Japon deprem uzmanından Türkiye için kritik uyarı: 4 bölge risk altında
Japon deprem uzmanı Yoshinori Moriwaki, Türkiye’nin deprem riski taşıyan bölgeleri hakkında önemli açıklamalarda bulundu.

Bir YouTube kanalına verdiği röportajda Ege Denizi'ndeki sismik hareketliliğe dikkat çeken Moriwaki, Santorini Adası çevresinde 7 büyüklüğünde bir depremin meydana gelebileceğini söyledi.

Bu depremin Muğla, Marmaris, Datça ve İzmir’de hissedileceğini belirten Moriwaki, aynı zamanda tsunami tehlikesine karşı da uyardı.

"Marmara’da enerji birikimi sürüyor"

Türkiye’de büyük deprem riski taşıyan dört bölgeye işaret eden Moriwaki, Doğu Anadolu Fay Hattı, Bingöl-Karlıova bölgesi, Batı Anadolu Fay Hattı ve Marmara Bölgesi’nin yüksek risk altında olduğunu belirtti.

Özellikle İstanbul’un büyük bir deprem riski taşıdığını vurgulayan Moriwaki, Silivri açıklarında daha önce yaşanan büyük depremleri hatırlatarak Marmara’daki enerji birikiminin devam ettiğini ifade etti.

"Ege’de sismik durgunluk büyük bir depreme işaret edebilir"

Moriwaki, son dönemde Ege Denizi'nde deprem sayısında azalma olduğunu ve bunun büyük bir sarsıntının habercisi olabileceğini dile getirdi. 5 büyüklüğündeki depremlerin ardından 7 büyüklüğünde bir depremin Muğla, Marmaris, Datça ve İzmir’de hissedilebileceğini ancak büyük çapta hasar beklemediğini söyledi.

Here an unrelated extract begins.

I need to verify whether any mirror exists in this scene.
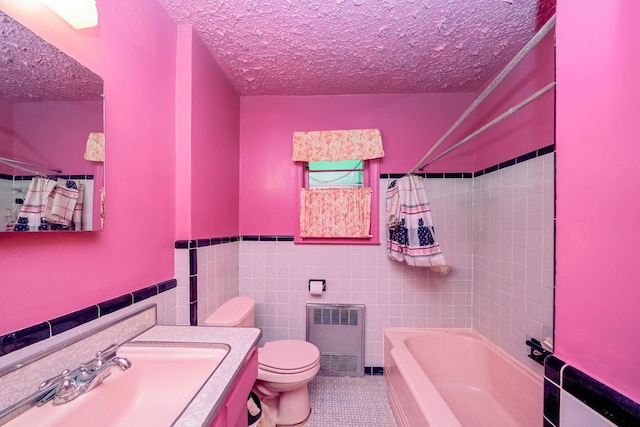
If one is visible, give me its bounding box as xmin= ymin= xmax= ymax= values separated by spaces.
xmin=0 ymin=11 xmax=104 ymax=232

En büyük riskin ise tsunami olduğunu belirten Moriwaki, deniz tabanında gerçekleşecek bir depremin dalga yüksekliğini 3 metreye kadar çıkarabileceğini kaydetti.

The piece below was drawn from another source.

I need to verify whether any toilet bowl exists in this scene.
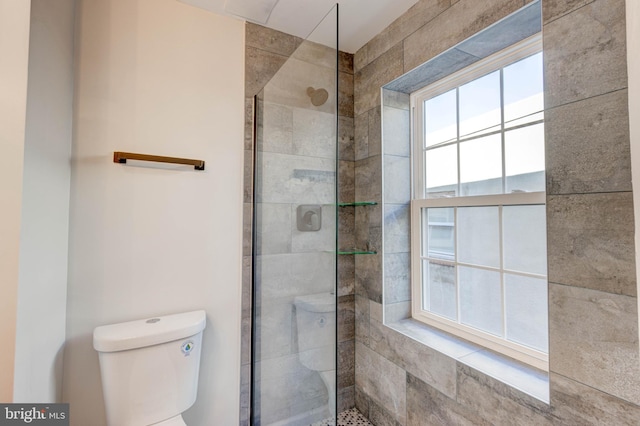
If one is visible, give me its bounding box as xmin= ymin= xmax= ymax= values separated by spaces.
xmin=293 ymin=292 xmax=336 ymax=416
xmin=93 ymin=311 xmax=206 ymax=426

Ayrıca denizin çekilmesinin doğrudan depremle ilişkili olmadığını ifade etti.

"Türkiye’deki depremler domino etkisi yaratıyor"

Türkiye’deki depremlerin birbiriyle bağlantılı olduğunu belirten Moriwaki, büyük sarsıntıların domino etkisiyle bir bölgeden diğerine geçebileceğini söyledi.

Deprem riskinin yüksek olduğu bölgeleri sıralayan Moriwaki, Doğu Anadolu Fay Hattı, Kuzey Anadolu Fay Hattı, Batı Anadolu Fay Hattı ve Marmara Bölgesi’ni işaret etti.

Türkiye’de deprem riskinin her zaman göz önünde bulundurulması gerektiğini vurgulayan Moriwaki, özellikle yüksek riskli bölgelerdeki vatandaşların bilinçlendirilmesi ve gerekli önlemlerin alınmasının hayati önem taşıdığını ifade etti.